The string table approach suffers from the same problems as the resource file. First, a single string table becomes a bottleneck during the normal development cycles. Second, multiple string tables must be coordinated to avoid different text strings from being associated with the same interface object. In addition, although conventional string tables contain most of the text information for a development project, a significant amount of text still becomes embedded directly into the program. This latter text includes menu headings and menu option lines, text found on button faces, and miscellaneous text displays. Accordingly, the job of translating an application program into a new language still remains a tedious and time-consuming job. This remains true even if the text portions of some of the user interface objects have already been translated, since the remainder of the text must still be found and translated.

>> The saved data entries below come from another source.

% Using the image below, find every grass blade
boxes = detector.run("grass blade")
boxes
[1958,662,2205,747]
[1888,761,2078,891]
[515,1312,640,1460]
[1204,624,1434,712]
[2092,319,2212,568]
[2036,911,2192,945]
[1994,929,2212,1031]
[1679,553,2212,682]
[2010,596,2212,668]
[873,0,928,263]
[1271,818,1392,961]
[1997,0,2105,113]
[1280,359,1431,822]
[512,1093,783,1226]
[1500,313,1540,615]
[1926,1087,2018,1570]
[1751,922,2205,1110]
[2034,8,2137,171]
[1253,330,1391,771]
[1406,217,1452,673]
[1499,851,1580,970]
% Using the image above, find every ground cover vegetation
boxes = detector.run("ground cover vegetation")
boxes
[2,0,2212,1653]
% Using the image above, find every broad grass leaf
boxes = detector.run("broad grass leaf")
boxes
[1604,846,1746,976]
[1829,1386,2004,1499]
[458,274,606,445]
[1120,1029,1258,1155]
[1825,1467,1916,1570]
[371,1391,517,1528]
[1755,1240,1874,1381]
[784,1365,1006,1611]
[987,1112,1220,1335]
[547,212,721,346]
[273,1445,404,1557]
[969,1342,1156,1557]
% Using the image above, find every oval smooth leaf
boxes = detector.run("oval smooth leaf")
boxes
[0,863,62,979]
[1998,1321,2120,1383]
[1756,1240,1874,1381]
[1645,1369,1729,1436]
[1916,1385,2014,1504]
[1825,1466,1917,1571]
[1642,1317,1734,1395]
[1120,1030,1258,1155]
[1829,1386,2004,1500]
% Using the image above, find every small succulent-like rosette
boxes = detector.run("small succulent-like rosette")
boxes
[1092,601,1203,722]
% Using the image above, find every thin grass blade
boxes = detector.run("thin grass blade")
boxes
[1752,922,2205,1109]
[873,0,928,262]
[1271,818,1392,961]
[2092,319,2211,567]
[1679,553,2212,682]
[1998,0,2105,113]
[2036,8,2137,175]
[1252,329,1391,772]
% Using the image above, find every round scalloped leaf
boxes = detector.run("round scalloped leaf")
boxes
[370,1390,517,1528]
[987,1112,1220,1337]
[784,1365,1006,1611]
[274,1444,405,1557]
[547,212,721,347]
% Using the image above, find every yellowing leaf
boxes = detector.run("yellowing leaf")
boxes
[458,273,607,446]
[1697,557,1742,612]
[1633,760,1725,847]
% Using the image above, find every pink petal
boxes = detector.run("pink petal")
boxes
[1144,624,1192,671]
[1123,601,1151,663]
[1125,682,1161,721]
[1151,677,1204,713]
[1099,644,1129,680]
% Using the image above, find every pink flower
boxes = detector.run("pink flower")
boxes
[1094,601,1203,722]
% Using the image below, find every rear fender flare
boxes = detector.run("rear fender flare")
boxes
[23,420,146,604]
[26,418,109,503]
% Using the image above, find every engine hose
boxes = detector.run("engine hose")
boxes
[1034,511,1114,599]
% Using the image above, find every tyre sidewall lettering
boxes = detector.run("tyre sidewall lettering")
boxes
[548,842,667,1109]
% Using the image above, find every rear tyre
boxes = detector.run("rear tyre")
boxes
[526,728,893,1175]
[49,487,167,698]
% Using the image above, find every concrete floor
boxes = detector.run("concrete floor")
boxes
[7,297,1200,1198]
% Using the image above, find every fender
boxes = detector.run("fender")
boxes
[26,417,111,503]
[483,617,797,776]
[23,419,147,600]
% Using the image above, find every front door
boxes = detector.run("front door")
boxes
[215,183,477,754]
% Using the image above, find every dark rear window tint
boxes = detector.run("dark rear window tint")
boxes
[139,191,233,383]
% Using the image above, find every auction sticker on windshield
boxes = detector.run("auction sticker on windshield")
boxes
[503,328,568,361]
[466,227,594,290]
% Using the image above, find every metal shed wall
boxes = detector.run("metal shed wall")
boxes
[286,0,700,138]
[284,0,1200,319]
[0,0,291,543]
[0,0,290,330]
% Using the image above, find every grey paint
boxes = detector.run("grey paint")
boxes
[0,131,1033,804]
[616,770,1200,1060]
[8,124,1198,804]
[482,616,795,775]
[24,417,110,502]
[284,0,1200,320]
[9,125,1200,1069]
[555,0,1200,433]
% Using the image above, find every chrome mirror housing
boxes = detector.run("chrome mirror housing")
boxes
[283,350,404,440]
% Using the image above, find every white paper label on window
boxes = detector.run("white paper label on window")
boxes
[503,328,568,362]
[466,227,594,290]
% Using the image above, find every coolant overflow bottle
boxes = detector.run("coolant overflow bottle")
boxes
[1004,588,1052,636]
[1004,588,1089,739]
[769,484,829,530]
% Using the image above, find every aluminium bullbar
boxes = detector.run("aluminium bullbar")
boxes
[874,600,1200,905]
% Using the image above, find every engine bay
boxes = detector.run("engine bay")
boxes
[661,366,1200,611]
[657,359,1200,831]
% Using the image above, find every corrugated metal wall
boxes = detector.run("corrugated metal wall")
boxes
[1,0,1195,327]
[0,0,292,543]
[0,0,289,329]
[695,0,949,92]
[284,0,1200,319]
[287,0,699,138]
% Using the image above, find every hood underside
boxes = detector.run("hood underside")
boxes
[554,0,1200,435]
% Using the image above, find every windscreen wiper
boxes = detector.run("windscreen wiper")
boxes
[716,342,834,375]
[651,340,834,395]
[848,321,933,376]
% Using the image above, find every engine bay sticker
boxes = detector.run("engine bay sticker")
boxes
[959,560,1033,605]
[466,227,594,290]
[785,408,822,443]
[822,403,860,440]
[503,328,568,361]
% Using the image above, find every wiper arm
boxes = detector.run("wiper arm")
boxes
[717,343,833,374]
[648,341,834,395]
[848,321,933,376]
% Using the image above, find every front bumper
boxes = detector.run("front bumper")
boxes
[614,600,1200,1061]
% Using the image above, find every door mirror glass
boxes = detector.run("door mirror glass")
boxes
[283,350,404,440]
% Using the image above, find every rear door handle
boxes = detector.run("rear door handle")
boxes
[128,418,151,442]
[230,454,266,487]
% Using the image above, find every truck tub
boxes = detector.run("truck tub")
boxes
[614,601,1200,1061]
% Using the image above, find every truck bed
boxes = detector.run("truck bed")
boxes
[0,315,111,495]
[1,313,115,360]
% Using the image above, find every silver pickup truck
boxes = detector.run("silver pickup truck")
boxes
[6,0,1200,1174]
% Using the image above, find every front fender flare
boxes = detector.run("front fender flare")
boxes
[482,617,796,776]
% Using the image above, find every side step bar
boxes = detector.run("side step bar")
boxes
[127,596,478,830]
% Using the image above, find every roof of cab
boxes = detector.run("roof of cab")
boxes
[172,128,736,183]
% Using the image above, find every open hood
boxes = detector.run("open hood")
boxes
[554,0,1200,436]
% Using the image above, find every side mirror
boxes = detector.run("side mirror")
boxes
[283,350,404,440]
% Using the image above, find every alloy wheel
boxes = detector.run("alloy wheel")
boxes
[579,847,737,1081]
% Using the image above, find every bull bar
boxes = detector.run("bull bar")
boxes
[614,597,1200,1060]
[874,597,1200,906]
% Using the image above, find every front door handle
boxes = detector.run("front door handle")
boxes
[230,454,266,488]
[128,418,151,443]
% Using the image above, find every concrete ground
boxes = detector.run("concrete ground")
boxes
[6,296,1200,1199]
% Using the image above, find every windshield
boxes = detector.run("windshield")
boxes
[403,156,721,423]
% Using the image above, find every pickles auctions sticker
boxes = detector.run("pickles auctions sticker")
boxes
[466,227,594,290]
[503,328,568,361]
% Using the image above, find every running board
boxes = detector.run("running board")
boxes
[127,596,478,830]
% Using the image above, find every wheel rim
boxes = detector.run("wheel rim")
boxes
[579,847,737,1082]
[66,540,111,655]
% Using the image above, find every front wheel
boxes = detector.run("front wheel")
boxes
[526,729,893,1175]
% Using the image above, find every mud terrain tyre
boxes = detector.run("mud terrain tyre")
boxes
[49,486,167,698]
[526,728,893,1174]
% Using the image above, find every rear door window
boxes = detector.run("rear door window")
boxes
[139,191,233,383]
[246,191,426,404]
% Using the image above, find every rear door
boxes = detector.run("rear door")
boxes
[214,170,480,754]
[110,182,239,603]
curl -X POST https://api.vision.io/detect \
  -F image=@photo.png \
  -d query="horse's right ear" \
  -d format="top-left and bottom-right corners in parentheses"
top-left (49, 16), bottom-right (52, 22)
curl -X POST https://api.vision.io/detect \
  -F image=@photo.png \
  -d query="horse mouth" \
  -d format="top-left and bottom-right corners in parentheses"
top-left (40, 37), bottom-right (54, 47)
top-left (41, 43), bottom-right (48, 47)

Accordingly, it is an object of the present invention to provide a user interface object archiving system which can manage user objects to insure consistency between various sections of a project or various projects which utilize common objects.
It is another object of the present invention to provide a user interface object archiving system which can easily accommodate newly-designed user interface objects without requiring a rewrite of the object editor.
It is still a further object of the present invention to provide a user interface archiving system which facilitates the translation of the text in an application to an alternative language.